Hej everyone!
I’m using the following regression model:
with pm.Model() as p1Categorical:
alpha = pm.Normal('alpha', mu=0, sd=10)
beta = pm.Normal('beta', mu=0, sd=2, shape=nCat)
sigma = pm.HalfCauchy('sigma', 1)
mu = pm.Deterministic('mu', alpha + beta[p1idx])
obs = pm.Normal('obs', mu=mu, sd=sigma, observed=p1['obs'].values)
trace_p1Categorical = pm.sample()
Intending to make the model hierarchical later but starting off by modelling only one group.
Now, I want to visualise data, prior predictive and posterior predictive together to see what I’m doing.
priorChecks = pm.sample_prior_predictive(samples=50000, model= p1Categorical)
ppc = pm.sample_posterior_predictive(trace_p1Categorical, 500, var_names=['alpha', 'beta', 'sigma'], model= p1Categorical)
def p1Categoricalm(samples, kind, categories):
x_cat = categories.categories
x_codes = np.unique(categories.codes)
y = np.zeros(0)
x = np.zeros(0)
for a, b in zip(samples['alpha'], samples['beta']):
y_temp = a + b[x_codes]
x = np.concatenate((x, x_cat))
y = np.concatenate((y, y_temp))
return pd.DataFrame({'target': x, 'obs': y, 'kind': kind})
prior_predictive = p1Categoricalm(priorChecks, 'prior pc', p1Cat)
posterior_predictive = p1Categoricalm(ppc, 'posterior pc', p1Cat)
real = p1.copy()[['obs', 'x']]
real['kind'] = 'data'
df = pd.concat((real, prior_predictive, posterior_predictive))
fig, axes = plt.subplots(figsize=(12, 5))
import seaborn as sns
sns.lineplot(x="x", y="obs", hue="kind", data=df, ax=axes)
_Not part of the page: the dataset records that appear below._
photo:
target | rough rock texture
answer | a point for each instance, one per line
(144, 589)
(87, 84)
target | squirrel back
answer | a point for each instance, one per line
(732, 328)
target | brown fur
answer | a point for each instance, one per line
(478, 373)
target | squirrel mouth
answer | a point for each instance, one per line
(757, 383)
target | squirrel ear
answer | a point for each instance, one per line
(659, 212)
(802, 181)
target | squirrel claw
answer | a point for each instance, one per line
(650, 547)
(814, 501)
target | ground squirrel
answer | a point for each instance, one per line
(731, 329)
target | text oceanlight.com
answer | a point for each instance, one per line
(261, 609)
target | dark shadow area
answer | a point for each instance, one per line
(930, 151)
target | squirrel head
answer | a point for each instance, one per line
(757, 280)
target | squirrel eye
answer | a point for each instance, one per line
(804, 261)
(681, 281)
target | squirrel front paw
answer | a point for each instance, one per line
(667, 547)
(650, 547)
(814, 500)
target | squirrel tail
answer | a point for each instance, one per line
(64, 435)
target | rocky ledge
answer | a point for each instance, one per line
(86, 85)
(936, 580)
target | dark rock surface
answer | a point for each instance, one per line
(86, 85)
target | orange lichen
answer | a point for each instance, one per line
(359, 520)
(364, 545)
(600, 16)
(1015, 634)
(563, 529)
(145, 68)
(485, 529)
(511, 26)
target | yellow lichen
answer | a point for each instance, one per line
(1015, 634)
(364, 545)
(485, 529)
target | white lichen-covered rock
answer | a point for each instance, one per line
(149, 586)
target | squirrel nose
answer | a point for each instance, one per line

The data and posterior predictive look as expected. But the prior predictive CI in the plot becomes more narrow with increasing number of prior predictive samples drawn. And also it is not centred around 0, which it should according to the prior definition. I’m gone up to 50k prior predictive samples and run the thing several times and I keep getting pretty much this:
What am I doing wrong or what did I misunderstand?